La humanidad, en domingo, bajo el sol, permanece tranquila, indiferente, entregada a la potencia solar. Nada tiene sentido. Nada parece necesitar un sentido. Sólo la languidez, el dulce no hacer nada. Un baño tal vez, un paseo, la contemplación de los otros. Sólo hay una ocupación: vigilar a los niños, esparcidos aquí y allá, concentrados en sus cosas, serios.

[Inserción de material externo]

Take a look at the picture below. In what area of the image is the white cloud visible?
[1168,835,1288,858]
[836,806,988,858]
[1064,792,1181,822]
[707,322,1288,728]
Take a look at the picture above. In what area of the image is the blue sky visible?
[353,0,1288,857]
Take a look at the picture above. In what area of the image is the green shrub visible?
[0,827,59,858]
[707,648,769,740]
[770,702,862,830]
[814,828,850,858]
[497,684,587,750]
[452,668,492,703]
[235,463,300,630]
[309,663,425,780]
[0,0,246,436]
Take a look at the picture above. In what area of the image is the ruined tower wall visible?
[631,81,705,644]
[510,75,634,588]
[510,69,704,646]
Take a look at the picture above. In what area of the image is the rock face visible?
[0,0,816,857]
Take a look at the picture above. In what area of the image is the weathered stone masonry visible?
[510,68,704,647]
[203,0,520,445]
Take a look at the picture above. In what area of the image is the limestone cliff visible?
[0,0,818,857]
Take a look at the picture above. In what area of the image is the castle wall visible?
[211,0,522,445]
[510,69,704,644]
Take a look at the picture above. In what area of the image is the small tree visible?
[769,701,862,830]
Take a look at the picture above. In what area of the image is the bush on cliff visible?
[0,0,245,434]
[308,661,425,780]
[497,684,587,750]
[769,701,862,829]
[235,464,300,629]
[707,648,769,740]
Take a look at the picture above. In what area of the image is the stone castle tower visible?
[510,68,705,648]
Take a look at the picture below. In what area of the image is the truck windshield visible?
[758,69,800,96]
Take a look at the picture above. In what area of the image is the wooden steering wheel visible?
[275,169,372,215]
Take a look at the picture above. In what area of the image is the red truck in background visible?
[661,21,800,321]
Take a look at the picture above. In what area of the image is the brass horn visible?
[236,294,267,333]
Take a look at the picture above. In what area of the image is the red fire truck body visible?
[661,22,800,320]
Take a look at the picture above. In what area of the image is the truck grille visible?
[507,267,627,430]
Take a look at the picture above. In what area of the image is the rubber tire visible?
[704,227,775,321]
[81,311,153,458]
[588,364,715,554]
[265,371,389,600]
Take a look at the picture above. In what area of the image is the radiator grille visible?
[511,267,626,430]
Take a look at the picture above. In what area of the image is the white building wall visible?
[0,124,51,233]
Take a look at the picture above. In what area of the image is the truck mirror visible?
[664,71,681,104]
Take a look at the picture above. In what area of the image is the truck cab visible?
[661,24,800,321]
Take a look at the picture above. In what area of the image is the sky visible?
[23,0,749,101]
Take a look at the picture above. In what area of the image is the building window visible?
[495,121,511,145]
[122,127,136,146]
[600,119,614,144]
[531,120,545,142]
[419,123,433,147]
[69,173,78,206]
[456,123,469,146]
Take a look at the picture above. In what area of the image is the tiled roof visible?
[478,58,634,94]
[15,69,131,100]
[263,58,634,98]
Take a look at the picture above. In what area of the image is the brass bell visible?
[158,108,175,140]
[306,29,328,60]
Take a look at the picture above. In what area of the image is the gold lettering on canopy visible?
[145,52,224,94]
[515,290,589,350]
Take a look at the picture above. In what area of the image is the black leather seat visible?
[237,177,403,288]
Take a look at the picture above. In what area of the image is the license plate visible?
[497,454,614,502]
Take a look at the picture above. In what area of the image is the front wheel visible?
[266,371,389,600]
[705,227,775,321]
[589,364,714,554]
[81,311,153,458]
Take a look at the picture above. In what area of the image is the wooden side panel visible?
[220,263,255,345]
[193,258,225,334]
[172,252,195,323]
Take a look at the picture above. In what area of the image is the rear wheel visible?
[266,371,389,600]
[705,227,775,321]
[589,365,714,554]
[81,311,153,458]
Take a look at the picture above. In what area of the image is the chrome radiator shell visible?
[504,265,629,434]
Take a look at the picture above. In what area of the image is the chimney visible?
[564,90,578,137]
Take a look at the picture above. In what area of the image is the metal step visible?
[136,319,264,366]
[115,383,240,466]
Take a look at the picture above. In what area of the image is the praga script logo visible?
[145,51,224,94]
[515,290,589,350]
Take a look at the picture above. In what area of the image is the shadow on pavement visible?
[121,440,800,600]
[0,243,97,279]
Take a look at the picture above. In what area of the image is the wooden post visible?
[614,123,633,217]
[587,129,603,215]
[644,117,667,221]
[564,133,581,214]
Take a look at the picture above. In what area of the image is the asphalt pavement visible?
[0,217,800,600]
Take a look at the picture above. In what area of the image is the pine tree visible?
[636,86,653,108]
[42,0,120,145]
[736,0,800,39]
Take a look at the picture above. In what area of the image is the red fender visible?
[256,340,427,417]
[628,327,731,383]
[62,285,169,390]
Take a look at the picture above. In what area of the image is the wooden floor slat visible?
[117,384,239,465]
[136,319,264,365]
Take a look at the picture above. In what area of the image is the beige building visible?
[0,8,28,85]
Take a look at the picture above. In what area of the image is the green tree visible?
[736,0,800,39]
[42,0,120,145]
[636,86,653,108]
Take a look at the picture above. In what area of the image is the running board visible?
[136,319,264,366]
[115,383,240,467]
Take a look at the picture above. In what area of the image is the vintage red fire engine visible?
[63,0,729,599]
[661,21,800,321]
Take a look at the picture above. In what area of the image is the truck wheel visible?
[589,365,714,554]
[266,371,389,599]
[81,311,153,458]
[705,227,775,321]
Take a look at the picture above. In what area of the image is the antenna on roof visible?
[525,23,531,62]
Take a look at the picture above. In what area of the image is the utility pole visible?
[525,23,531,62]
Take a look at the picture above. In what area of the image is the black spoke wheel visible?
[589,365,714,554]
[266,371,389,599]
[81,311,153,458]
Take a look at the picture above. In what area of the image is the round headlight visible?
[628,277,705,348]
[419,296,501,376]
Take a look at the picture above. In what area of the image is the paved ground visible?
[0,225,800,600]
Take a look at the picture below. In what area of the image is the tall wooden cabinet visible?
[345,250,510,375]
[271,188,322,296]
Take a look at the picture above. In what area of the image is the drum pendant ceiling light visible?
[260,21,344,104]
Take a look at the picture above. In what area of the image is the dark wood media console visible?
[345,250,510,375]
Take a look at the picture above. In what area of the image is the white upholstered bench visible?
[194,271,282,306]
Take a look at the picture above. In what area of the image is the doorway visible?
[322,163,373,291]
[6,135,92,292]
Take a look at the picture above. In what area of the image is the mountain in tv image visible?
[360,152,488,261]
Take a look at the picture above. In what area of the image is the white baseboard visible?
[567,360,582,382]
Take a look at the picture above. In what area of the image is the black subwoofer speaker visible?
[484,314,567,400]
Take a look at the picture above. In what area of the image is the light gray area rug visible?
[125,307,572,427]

Cuerpos y más cuerpos. Todos, la mayoría, lejos de cualquier ideal. Qué más da. Lo que importa es ver a la muchedumbre plácida, gozosa, conforme por unas horas. Cuando me canso hago una parada, busco un hueco en la arena, tiendo la toalla y me tumbo. Escucho fragmentos de conversaciones, pero se las lleva la brisa. Me doy un baño.
El agua ya está medio templada. A la salida vuelvo a tumbarme. Descubro a mi lado a un colega de los viejos tiempos. Con su mujer, a la que no conozco, y sus dos hijos. Fingimos no vernos. Desganados de saludarnos. Los viejos tiempos, cuando nos creíamos el ombligo del mundo.
Me siguen llegando frases que apenas escucho. Domingo a media tarde, un baño de multitudes. Me gusta pasear entre ellas como un fantasma.